GRÁVIDA NECESSITANDO TROCAR PNEU

Naquele sábado Maria Luiza foi levar sua empregada doméstica para passar o fim de semana na casa dos pais, no interior, já que a mesma tinha ficado até mais tarde no trabalho ajudando-a na modificação que fizera no apartamento. E aos sábados, o último ônibus para aquela localidade era às 11 horas.

Ao retornar, Malu – como era conhecida, teve um pneu de seu carro furado naquela estrada de chão e distante uns mil metros da estrada principal. Malu, grávida de sete meses, nem se arriscou a ver onde estava o pneu estepe. E nem se apavorou porque tinha certeza que alguém iria lhe socorrer em poucos minutos.

Acontece que a estrada em que se encontrava era de pouco movimento de automóveis ou pessoas andando a pé. Além de quê, havia o comentário que assaltantes estavam usando mulher grávida em igual situação para roubar o automóvel dos bem intencionados na ajuda.

Após quase 30 minutos de espera e sem a sombra de uma viva alma, Malu concluiu que ela mesma deveria providenciar a troca se quisesse ir pra casa antes de escurecer.

Eis que do nada aparece um rapaz que, desconfiado, começou a olhar atentamente para a beira da estrada como se procurasse por alguém. Ao aproximar-se, Malu se sentiu aliviada e deu inicio ao diálogo.

- Moço, boa tarde, você pode trocar o pneu que furou? Veja a minha situação... E nunca me aconteceu isso.

- O que a senhora está fazendo por aqui?

- Fui levar a Jurema, minha empregada, pra casa dos pais que fica lá do outro lado do rio.

- Jurema? Conheço.

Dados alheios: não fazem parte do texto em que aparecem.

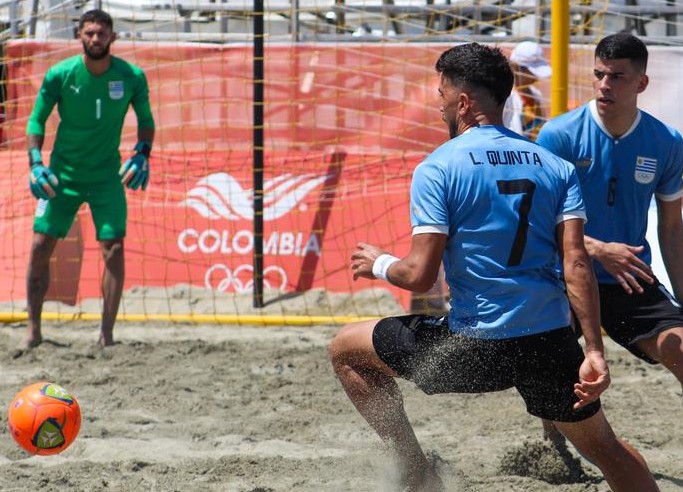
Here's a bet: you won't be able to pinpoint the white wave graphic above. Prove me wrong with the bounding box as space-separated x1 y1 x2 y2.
179 173 332 221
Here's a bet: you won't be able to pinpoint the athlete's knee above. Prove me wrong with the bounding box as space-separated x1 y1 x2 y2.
101 240 123 263
328 322 374 369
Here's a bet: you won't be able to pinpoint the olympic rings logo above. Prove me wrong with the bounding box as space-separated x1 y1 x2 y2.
204 263 287 293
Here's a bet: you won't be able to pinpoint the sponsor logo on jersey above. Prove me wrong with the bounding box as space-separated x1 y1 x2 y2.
635 156 657 184
574 157 593 167
109 80 123 100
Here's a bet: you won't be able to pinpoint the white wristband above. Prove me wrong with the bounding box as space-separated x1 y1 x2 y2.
372 253 398 280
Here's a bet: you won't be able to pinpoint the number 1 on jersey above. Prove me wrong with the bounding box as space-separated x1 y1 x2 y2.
496 179 536 266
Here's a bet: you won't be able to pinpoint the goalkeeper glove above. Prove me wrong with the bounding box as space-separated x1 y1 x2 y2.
28 147 59 200
119 141 152 190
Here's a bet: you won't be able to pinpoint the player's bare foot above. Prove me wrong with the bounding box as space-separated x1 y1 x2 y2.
18 334 43 350
97 332 114 347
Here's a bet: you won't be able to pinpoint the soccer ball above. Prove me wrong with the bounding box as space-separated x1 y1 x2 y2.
7 381 81 455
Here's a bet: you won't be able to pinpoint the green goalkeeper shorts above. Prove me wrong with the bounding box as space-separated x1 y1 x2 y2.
33 179 128 241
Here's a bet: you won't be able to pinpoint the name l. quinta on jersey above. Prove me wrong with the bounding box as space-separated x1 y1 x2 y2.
178 228 320 256
469 150 543 167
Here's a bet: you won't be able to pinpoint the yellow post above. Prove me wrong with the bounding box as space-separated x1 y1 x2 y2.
550 0 570 117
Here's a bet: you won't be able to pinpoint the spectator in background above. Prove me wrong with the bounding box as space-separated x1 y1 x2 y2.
503 41 552 140
329 43 658 492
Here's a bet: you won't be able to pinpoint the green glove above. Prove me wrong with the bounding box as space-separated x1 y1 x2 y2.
28 147 59 200
119 141 152 190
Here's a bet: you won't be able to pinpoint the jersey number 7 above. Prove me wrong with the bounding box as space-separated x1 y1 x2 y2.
496 179 536 266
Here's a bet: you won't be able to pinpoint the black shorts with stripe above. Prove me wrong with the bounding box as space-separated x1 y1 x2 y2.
599 281 683 364
373 315 600 422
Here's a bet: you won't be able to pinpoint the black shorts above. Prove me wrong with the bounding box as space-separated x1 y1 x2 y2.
599 281 683 364
372 315 600 422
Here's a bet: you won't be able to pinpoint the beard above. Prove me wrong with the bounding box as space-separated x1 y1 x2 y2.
83 42 111 60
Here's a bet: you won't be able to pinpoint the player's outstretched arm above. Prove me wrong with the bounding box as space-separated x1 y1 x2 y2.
119 140 152 191
351 234 448 292
557 218 610 408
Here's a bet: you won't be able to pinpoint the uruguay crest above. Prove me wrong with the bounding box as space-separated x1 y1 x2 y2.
109 80 123 100
635 156 657 184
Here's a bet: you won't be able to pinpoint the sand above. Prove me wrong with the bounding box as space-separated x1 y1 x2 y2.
0 322 683 492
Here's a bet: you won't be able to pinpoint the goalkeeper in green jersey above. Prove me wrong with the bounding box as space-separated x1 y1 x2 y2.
23 10 154 348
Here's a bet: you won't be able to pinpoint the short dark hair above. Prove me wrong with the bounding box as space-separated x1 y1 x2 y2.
595 32 648 73
436 43 515 106
78 9 114 31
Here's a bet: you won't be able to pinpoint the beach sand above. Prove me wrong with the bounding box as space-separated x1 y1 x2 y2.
0 322 683 492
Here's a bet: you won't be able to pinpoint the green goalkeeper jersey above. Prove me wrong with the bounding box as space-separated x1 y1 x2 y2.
26 55 154 183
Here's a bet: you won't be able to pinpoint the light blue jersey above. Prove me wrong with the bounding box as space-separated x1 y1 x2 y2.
410 126 585 339
537 101 683 284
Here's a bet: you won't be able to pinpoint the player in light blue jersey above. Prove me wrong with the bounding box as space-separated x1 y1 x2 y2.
329 43 658 492
538 33 683 442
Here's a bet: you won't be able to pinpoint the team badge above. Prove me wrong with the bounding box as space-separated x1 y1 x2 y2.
635 156 657 184
109 80 123 99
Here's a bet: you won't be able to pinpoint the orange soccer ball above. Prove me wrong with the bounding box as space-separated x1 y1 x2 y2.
7 381 81 455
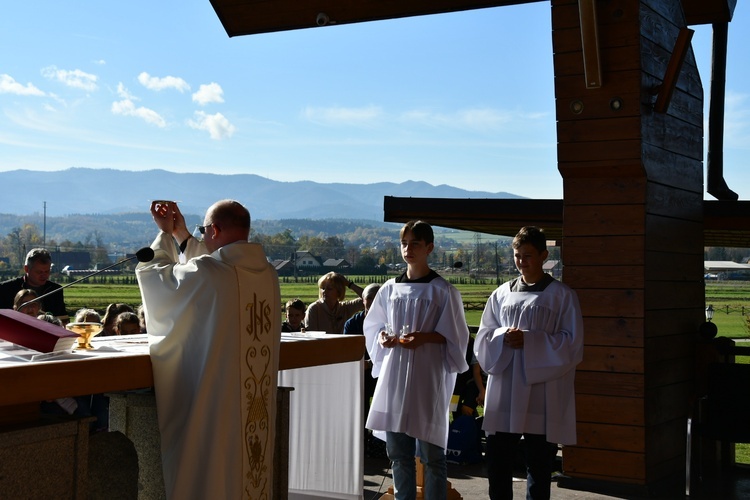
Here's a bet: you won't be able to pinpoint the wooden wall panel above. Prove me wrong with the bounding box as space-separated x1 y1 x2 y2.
644 281 705 310
563 446 646 484
583 316 644 347
576 289 644 318
576 424 646 453
644 307 705 339
646 356 695 389
644 334 694 362
552 0 704 492
559 177 646 206
646 252 705 280
576 394 646 426
645 381 693 424
563 204 646 237
565 265 645 289
562 236 646 268
646 215 703 252
555 90 641 122
576 367 645 398
578 346 645 373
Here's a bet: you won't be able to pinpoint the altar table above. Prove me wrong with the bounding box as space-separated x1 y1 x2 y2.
0 334 365 498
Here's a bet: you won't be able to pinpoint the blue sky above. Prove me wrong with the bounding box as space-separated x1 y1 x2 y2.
0 0 750 199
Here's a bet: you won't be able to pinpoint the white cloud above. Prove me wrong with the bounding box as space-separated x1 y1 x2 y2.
302 106 383 126
138 71 190 92
112 99 167 128
187 111 237 141
728 91 750 149
0 74 45 96
42 66 98 92
401 108 516 130
193 82 224 106
117 82 139 101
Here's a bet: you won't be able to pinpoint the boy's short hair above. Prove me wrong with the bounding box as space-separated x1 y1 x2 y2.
286 299 307 312
362 283 380 299
24 248 52 267
115 311 141 330
318 271 346 300
400 220 435 245
511 226 547 253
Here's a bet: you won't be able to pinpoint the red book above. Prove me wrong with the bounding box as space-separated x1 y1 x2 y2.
0 309 78 352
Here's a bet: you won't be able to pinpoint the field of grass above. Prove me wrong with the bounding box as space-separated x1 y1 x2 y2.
57 273 750 464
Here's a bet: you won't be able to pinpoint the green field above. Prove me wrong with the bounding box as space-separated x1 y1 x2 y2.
55 273 750 463
62 273 750 338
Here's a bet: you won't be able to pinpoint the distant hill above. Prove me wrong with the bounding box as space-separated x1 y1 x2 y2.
0 168 520 221
0 168 520 251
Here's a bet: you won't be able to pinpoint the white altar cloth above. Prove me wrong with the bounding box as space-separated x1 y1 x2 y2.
278 332 364 500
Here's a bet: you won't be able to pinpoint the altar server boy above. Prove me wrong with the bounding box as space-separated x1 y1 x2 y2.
474 227 583 500
364 221 469 500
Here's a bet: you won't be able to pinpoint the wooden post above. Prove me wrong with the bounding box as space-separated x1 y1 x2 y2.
380 457 463 500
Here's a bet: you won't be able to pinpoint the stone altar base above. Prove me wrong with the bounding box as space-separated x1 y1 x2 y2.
0 418 92 499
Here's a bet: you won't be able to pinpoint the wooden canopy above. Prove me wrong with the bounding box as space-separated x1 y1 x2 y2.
211 0 737 37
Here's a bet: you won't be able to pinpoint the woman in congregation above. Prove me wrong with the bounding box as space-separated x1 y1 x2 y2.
305 272 365 333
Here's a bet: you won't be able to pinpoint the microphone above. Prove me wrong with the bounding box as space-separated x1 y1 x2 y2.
18 247 154 311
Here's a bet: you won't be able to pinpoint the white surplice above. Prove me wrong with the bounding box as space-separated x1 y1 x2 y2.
136 232 281 500
474 281 583 444
364 276 469 448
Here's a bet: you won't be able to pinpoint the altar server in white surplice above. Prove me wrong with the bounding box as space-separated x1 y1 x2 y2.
364 221 469 500
474 227 583 500
136 200 281 500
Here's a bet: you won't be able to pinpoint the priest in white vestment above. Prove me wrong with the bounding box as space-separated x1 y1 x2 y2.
364 221 469 500
136 200 281 500
474 227 583 500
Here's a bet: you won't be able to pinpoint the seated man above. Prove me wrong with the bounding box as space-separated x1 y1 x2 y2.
0 248 68 323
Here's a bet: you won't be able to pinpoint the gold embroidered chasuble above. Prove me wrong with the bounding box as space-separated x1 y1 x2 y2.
136 233 281 500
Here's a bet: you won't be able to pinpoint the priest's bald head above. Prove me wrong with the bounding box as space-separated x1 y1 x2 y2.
203 200 250 252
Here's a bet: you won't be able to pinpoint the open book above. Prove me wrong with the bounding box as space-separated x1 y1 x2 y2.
0 309 78 352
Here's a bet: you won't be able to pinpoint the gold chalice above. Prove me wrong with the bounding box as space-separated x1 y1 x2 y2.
65 323 102 349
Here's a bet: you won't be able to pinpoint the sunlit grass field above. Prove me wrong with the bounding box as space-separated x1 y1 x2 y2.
65 273 750 463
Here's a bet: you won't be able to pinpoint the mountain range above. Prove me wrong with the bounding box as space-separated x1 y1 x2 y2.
0 168 520 221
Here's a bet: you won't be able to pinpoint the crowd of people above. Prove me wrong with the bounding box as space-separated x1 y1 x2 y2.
0 200 583 500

É afiliada da minha mãe.

- Então você mora por aqui também?

- Sim, dois quilômetros daqui em direção à cidade, lá em cima.

- Que benção. Então? Vamos lá?

- E quanto a senhora vai me pagar?

- Olha, não devo ter muito dinheiro agora, mas faça seu preço e se faltar, mandarei sábado pela Jurema. Pode ser?

- Não!

- Não confia em mim? Nem na Jurema?

- Vou lhe fazer outra proposta.

- (Meus Deus!)

- Troco o pneu, mas senhora vai me levar até minha casa e conhecer minha mão. Ela é parteira. Quem tem menos de 30 anos por aqui, passou pelas mãos dela.

- Ah é? Que bom. Então mãos à obra. E como se chama sua mãe?

- Itálica, conhecida por dona Ica.

- (Que nome estranho)

- E o seu?

- Tião.

Ao dar entrada na propriedade, Malu se deparou com uma porteira fechada e um grosso cadeado garantia a ainda mais a segurança. Tião abriu para a passagem e novamente a fechou. Com o cadeado.

E as duas senhoras de deram muito bem, apesar de Malu olhar constantemente para seu relógio de pulso, já que o Sol dava sinal que se esconderia em breve.

- Você quer comprar uns 10 quilos de feijão, perguntou Ica.

- Olha... Temos feijão em casa e não somos de consumir muito... Que preço o quilo?

- 4 ‘cruzeiros’.

- Um pouco caro... No mercado tá 3 – 3,20.

- Mas é feijão novo e cozinha bem rápido.

- Tá bom, levo sim. Mando o dinheiro pela Jurema.

- Leve também umas duas dúzias de ovos. São frescos, recolhi ontem. Tião, pegue lá no paiol uns 8 quilos de batata doce. Ainda tem abobrinha? Traga também uns 5 quilos de mandioca. Ah, leve umas duas, três peças de queijo.

(E a porteira fechada a cadeado)

- Dona Ica, assim vai furar mais um pneu!

- Vai nada, filha. É menina, sabia? Nasce na entrada da Lua nova.

- Bom saber. E quanto deu a conta?

- Tião, carregou tudo?

(E a porteira fechada)

- Tudo importa em 140 ‘cruzeiros’. Leve esses dois ‘pão’, assei hoje pela manhã. Mas esse não vou cobrar. Tião, vá lá abrir a porteira pra dona que já tá começando a escurecer.

No sábado seguinte:

- Jurema, leve esse dinheiro e pague a dona Ica.

- Dona Malu, ela comentou com a mãe que achou a senhora um pouco nervosa, pálida. Sentiu-lhe muita pena e só vai cobrar o feijão - 40 reais.

- (Pálida? Nervosa? Mulher tem que aprendera trocar pneu... E se Jurema não tivesse falado nada a respeito da dívida perdoada?).